There are instances of people using sunscreens who have reacted to the excipients (base materials/carriers) included in the formulation, such as preservatives, fragrances and emulsifiers, which have caused contact allergies. So there is cause for concern not only about the active ingredients in sunscreens, but about the inert ingredients as well. (Dingle, p33)

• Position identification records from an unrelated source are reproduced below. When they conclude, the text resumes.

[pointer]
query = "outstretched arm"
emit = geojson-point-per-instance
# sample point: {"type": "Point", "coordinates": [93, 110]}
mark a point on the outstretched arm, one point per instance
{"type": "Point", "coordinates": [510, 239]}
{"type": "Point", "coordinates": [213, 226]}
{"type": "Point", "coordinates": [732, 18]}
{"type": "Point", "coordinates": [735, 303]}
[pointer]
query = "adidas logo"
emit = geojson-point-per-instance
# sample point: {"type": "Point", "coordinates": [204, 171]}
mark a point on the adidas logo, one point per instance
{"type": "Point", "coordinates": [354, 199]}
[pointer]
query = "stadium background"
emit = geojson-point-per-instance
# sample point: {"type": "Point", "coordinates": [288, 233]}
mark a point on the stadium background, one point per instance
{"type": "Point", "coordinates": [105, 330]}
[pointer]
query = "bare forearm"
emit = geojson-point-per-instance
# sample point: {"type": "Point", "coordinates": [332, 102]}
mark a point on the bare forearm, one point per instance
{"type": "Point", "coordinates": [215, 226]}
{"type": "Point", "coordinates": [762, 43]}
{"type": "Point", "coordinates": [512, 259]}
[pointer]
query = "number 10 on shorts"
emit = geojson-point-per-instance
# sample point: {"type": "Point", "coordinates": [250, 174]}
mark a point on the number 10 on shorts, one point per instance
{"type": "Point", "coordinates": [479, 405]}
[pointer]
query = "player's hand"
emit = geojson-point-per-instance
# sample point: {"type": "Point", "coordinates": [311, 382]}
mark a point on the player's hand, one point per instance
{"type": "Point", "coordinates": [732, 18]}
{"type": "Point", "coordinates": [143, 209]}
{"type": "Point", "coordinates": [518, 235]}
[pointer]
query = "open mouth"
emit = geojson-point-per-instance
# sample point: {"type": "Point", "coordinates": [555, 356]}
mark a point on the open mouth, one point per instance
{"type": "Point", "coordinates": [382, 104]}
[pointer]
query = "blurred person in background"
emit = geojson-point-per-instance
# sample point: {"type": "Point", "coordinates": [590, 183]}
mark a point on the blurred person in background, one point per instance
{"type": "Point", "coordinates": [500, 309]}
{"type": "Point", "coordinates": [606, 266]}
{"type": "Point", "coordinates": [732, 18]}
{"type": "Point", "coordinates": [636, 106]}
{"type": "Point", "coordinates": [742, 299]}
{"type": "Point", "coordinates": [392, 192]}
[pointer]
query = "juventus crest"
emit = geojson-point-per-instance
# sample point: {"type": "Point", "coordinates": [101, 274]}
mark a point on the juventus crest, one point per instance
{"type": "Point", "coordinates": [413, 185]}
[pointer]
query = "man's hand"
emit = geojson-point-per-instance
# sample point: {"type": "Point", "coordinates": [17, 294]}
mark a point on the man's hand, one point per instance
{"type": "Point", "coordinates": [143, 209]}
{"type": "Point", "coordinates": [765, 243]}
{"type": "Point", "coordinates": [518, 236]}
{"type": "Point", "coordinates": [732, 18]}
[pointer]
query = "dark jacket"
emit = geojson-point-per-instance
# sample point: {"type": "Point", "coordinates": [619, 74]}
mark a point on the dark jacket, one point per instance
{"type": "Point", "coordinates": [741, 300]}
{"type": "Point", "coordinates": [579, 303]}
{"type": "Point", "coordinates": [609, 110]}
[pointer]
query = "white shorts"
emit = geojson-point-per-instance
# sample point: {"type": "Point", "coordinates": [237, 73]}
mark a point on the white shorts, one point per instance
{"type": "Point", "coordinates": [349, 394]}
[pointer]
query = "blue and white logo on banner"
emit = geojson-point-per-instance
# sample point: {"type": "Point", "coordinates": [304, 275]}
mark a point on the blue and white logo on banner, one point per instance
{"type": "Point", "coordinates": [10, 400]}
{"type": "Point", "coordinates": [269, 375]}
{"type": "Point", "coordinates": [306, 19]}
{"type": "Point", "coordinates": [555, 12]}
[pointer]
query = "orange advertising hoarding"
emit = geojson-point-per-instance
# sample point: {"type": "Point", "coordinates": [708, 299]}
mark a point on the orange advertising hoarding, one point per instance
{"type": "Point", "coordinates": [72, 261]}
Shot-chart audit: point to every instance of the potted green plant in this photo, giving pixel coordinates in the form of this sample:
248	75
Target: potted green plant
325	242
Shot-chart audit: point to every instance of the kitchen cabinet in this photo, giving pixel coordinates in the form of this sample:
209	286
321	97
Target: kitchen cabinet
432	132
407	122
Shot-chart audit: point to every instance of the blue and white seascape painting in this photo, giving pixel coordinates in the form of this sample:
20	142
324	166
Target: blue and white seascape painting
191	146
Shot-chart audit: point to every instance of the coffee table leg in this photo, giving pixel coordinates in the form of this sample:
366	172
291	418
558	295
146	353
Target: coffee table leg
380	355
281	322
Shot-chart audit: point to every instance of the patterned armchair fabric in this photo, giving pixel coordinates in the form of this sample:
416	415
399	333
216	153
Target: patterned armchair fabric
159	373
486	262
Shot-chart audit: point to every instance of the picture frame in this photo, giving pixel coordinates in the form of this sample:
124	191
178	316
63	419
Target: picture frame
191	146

Many natural sunscreen lotions contain natural base ingredients that work to improve skin integrity. Look for ingredients in the sunscreen based such as vitamins C and E at effective concentrations. Vitamins C and E (tocopherol) are known to protect against skin cancer, particularly when applied topically as they prevent free radical damage from UV radiation. Shea butter, sesame and wheatgerm oils are also important for their natural UV protective qualities, primarily due to their vitamin A and E content. Shea butter also protects against burning (UVB radiation) and is an excellent emollient, softening the skin and preventing the formation of wrinkles. Aloe vera is a plant which has been shown to prevent DNA damage to the skin following sun exposure and its use in treating burns of all descriptions is well-known.

Natural sunscreens are highly effective alternatives to their synthetic counterparts and are now widely available. It is worthwhile reading labels to find out exactly what is in your sunscreen and then you can make an informed choice about what you put on your skin.